World goes mad and we are not immune, by Greg Sheridan.
[W]hat on earth is this jihad against poor old Wyatt Roy about? Finally a politician makes an effort to acquire serious strategic knowledge about the conflict in Iraq and all he gets is abuse. … No one, including former politicians, is legally or even ethically obliged to follow official Australian advice. … If he were a journalist we would be nominating him for an award. … The community reaction, of everyone kicking Roy as the designated villain of the week, reflects poorly on our political culture. …
Kevin Rudd’s unkillable bid to be secretary-general of the UN … The Turnbull government decided not to nominate him. … It turns out another country has offered to nominate Rudd. … Surely this is a diplomatic first …
The third sign of our energetic participation in the global madness is the vicious, ugly protest at the University of Sydney against an honorary doctorate for John Howard. … When I was an undergraduate at Sydney University back in the 1970s, a sizeable number of its academics supported Pol Pot, Mao Zedong and every other communist dictator. That made them all fellows in good standing in the university community. But a democratic giant like Howard — who won four elections perfectly peacefully, and lost two perfectly peacefully, and who has written two splendid books — is somehow or the other profoundly offensive to the newly authoritarian and deeply illiberal atmosphere dominant on our campuses. The truly mad element here is that this is the new atmosphere of our campuses in repose. Previously they became deeply intolerant during some political crisis, such as the Vietnam War. Now they are intolerant all the time.

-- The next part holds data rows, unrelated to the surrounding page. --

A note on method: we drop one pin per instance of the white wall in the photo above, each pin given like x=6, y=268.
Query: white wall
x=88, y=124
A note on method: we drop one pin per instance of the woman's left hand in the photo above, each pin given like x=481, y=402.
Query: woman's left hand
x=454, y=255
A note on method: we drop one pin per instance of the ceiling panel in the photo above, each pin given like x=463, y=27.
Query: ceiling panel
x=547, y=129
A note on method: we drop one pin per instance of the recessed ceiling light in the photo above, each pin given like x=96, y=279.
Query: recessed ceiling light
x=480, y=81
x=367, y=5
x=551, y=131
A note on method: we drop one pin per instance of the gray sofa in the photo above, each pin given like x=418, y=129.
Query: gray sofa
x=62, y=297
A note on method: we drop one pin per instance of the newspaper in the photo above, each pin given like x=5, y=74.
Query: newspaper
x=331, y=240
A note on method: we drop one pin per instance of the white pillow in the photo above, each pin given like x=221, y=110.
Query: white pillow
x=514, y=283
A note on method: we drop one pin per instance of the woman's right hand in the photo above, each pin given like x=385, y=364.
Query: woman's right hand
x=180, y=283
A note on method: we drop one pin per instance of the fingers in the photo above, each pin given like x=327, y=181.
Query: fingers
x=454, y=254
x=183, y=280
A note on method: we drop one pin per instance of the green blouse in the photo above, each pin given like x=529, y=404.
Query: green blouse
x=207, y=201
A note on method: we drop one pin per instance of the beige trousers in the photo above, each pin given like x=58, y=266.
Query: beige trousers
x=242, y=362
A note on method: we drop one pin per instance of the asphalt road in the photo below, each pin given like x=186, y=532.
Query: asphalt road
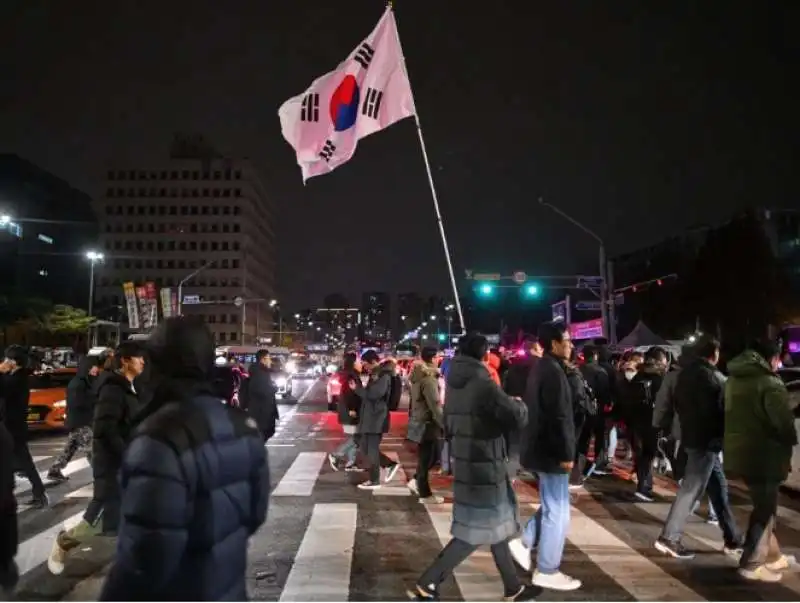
x=325, y=540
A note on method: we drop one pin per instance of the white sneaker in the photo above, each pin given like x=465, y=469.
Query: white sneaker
x=760, y=574
x=520, y=553
x=557, y=581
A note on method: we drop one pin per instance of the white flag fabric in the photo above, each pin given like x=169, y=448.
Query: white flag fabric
x=365, y=94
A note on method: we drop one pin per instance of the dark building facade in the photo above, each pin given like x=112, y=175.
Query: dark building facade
x=46, y=228
x=376, y=322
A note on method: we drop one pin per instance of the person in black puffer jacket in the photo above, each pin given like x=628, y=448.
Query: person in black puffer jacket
x=80, y=414
x=186, y=521
x=347, y=407
x=111, y=429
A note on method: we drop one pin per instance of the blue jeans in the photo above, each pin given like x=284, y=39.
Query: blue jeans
x=548, y=528
x=347, y=450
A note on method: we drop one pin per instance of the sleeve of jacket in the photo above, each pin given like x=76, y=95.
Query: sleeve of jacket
x=779, y=412
x=107, y=417
x=664, y=407
x=555, y=389
x=155, y=518
x=430, y=393
x=509, y=413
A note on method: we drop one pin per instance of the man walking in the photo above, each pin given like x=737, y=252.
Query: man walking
x=548, y=450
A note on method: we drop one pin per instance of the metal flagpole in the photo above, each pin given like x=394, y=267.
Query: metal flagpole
x=435, y=197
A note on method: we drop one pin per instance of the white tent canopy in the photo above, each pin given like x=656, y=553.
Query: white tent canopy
x=641, y=336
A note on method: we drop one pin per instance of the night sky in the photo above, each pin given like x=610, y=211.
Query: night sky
x=638, y=118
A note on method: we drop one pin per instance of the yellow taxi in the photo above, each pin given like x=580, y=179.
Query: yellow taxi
x=47, y=408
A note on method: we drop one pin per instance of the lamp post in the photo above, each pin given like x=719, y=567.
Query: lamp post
x=94, y=257
x=187, y=278
x=606, y=309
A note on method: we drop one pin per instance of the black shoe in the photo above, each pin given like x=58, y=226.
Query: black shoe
x=422, y=594
x=39, y=501
x=527, y=592
x=673, y=549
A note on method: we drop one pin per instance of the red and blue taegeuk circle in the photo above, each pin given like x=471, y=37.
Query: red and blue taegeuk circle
x=344, y=104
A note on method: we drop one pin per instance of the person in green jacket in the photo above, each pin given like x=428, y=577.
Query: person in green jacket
x=759, y=437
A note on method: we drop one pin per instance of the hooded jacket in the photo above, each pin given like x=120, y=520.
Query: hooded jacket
x=477, y=414
x=195, y=483
x=759, y=424
x=374, y=417
x=425, y=408
x=81, y=397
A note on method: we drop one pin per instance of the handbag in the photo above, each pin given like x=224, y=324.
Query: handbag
x=416, y=430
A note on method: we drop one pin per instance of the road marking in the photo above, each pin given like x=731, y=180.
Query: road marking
x=72, y=467
x=36, y=550
x=86, y=492
x=399, y=485
x=476, y=580
x=322, y=565
x=622, y=563
x=302, y=475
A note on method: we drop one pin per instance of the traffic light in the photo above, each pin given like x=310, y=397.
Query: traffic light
x=531, y=290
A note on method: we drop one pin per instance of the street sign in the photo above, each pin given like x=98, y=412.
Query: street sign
x=588, y=306
x=589, y=282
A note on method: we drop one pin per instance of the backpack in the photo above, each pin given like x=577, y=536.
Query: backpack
x=395, y=392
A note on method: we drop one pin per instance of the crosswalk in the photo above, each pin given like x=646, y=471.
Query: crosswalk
x=326, y=540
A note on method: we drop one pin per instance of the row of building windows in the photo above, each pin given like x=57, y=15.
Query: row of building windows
x=173, y=228
x=172, y=245
x=173, y=192
x=120, y=264
x=174, y=175
x=173, y=210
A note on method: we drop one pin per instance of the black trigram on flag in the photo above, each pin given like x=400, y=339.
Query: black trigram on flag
x=328, y=150
x=310, y=108
x=372, y=103
x=364, y=55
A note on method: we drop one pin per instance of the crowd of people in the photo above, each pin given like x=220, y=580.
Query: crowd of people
x=183, y=480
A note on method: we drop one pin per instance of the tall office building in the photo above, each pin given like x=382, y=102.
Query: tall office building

And finally, South Australia, truly the Athens of the south. SA shows that, like Greece, economic misfortune will not drive it to good policy. A state with chronic unemployment, disinvestment and deindustrialisation is determined to have the most expensive and unreliable source of power in Australia, if not the Western world, providing maximum disincentive to any investment other than a socialist enterprise backed by the Australian taxpayer. This is what you get from modern centre-left governments — identity politics, green gestures, economic failure.